Marlene Dietrich singing I Belong to Glasgow.

Oliver Hardy wearing two kilts stitched together. And Charlie Chaplin enjoying a quiet holiday at Turnberry.

These and other largely forgotten Scottish episodes in the lives of the stars of early Holywood have been revealed as part of the fifth-anniversary Hippodrome Festival of Silent Cinema.

The stars can be seen in a series of pictures from The Herald's archives to be exhibited as part of the festival's 2015 programme, which has been launched at the refurbished Bo'ness Hippodrome.

The highlight of this year's line-up is a showing of the 1927 silent film Annie Laurie starring Lillian Gish as a young woman caught between the warring Campbells and MacDonalds at Glencoe. The award-winning composer and violinist Shona Mooney has created a beautiful new score for the film, which she will perform on the night.

Other highlights of the festival, which runs from March 18-22, include a screening of Salt for Svanetia, a 1930 film about a remote Russian community which has a new score by the Edinburgh folk band Moishe's Bagel, a pop-up cinema event at the Bo'ness and Kinneil Railway and a documentary about Chaplin's Scottish co-star Eric Campbell made by Kevin MacDonald of Last King of Scotland fame.

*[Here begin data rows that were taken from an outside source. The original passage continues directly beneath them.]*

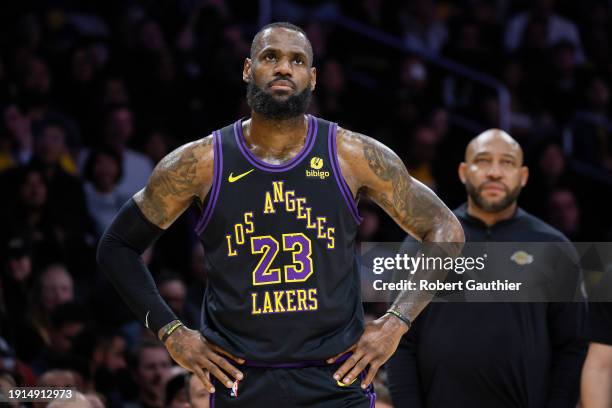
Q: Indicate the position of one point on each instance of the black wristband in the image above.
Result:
(400, 316)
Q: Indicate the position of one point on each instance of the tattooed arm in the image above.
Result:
(372, 170)
(180, 177)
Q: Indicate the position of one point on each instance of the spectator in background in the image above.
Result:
(383, 397)
(118, 132)
(35, 86)
(28, 216)
(53, 287)
(176, 394)
(7, 382)
(592, 127)
(157, 145)
(17, 277)
(79, 400)
(197, 394)
(104, 350)
(422, 153)
(67, 322)
(332, 98)
(150, 368)
(57, 378)
(102, 173)
(557, 28)
(18, 129)
(563, 81)
(423, 30)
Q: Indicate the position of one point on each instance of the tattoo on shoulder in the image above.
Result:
(412, 206)
(174, 180)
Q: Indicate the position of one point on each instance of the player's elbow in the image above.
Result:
(104, 251)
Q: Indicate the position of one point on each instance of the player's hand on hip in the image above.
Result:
(194, 353)
(376, 345)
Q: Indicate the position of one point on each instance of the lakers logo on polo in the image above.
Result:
(316, 164)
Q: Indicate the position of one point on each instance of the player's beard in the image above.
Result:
(491, 207)
(265, 104)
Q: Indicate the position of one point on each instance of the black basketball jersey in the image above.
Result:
(283, 282)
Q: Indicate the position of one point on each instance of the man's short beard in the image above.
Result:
(475, 194)
(270, 107)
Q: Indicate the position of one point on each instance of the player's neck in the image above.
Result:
(275, 135)
(490, 218)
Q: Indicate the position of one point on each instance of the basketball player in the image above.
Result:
(278, 192)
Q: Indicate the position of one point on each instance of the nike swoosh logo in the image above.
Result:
(233, 178)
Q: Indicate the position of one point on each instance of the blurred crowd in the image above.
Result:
(94, 94)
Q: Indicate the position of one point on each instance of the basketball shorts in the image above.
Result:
(292, 385)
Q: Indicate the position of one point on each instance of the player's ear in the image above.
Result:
(524, 175)
(313, 78)
(246, 70)
(461, 171)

The photography exhibition, which has been curated by Herald contributor Alison Kerr, features a number of striking pictures of some of the biggest stars of silent cinema during their visits to Scotland. They include one of Laurel and Hardy in Giffnock in 1947 during a run at the Empire in Glasgow. The duo, who caused scenes of mayhem at the Central Hotel during a previous visit in 1932, appeared in tartan outfits, although Hardy reportedly had to have two kilts stitched together.

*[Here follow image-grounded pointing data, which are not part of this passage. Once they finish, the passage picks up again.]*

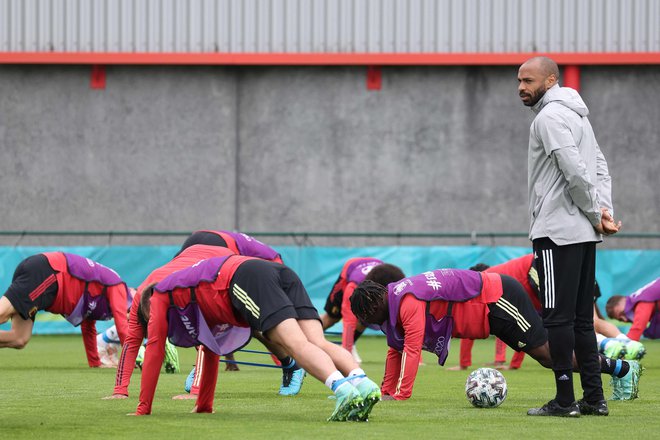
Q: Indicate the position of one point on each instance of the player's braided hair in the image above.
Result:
(145, 306)
(611, 303)
(385, 274)
(368, 297)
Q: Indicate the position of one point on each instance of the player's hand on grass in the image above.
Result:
(607, 224)
(186, 396)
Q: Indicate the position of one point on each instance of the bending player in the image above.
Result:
(243, 244)
(137, 324)
(642, 308)
(522, 270)
(82, 290)
(338, 304)
(223, 297)
(109, 346)
(464, 304)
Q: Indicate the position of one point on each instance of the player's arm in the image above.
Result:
(643, 314)
(349, 319)
(604, 182)
(129, 352)
(412, 314)
(154, 354)
(117, 297)
(88, 329)
(559, 144)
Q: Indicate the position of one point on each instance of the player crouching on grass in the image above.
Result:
(243, 244)
(425, 311)
(82, 290)
(215, 303)
(338, 303)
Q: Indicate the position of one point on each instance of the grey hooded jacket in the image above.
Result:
(568, 180)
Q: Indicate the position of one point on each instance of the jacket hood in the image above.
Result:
(565, 96)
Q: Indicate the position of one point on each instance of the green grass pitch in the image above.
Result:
(48, 392)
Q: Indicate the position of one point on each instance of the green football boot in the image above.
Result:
(347, 404)
(635, 351)
(627, 387)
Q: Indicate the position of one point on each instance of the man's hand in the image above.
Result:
(607, 224)
(114, 396)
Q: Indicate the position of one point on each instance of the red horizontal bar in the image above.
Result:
(367, 59)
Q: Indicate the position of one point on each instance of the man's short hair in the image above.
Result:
(368, 297)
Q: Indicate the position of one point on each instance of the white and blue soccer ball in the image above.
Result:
(485, 388)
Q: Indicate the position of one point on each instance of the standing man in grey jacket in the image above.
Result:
(570, 207)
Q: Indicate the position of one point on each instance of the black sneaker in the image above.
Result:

The pictures also includ one of Chaplin in Turnberry, Dietrich arriving at Glasgow Airport (she sang I Belong to Glasgow while standing on top of her limo after her one-woman show at the Alhambra) and Lillian Gish herself during her British stage debut at the King's Theatre in Glasgow in 1936.

Alison Strauss, the festival director, said the programme for the fifth year of the festival was the most ambitious yet. "Silent cinema is often characterised as crude and unsophisticated," she said," but again and again we're reminded by the films that we show that so much of the output has great merit."

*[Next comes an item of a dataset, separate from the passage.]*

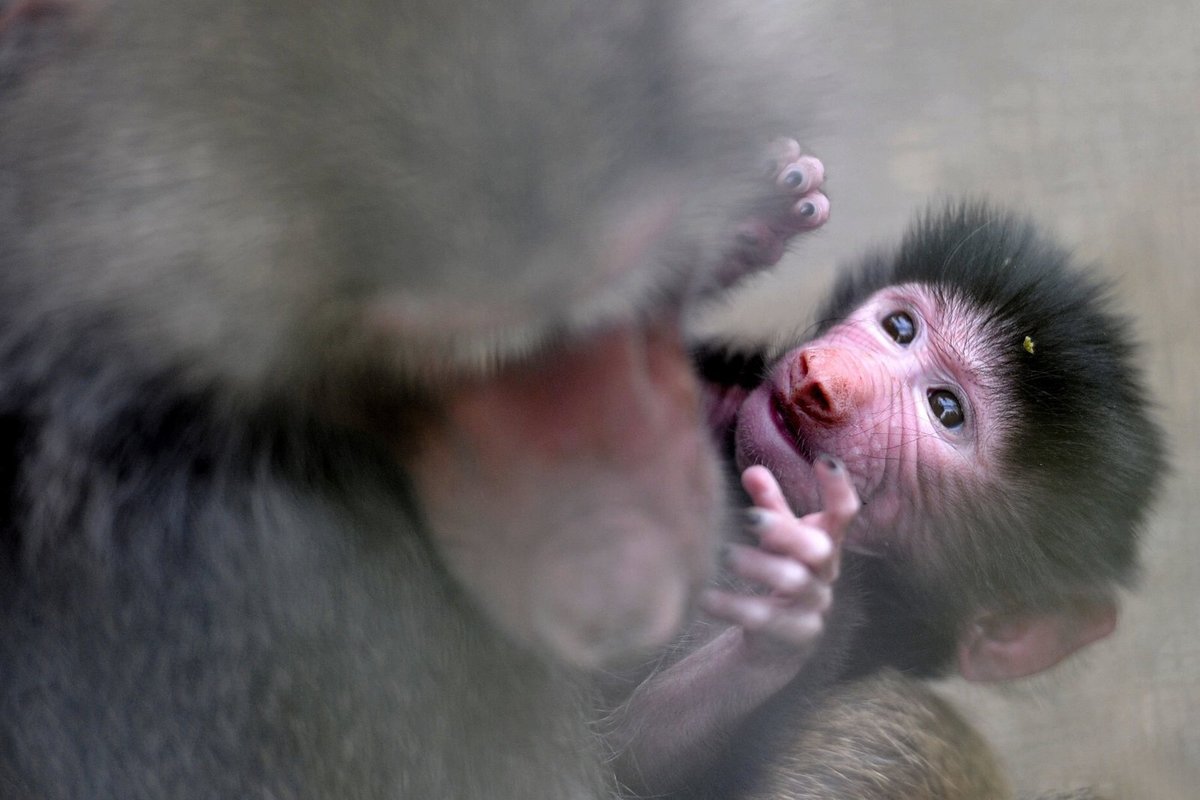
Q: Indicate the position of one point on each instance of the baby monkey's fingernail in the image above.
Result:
(755, 518)
(829, 463)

Ian Scott, chairman of the Falkirk Community Trust, which runs the Hippodrome cinema, also said he was pleased that the work commissioned at the festival would be seen across Scotland and beyond. Moishe's Bagel will go on tour with Salt For Svanetia and Annie Laurie, with Mooney's new score, will be shown at the Barbican in London on April 26.

"It is a particular pleasure to be celebrating the festival's fifth birthday," said Mr Scott, "as Scotland's only silent film festival continues to grow on the national cultural stage."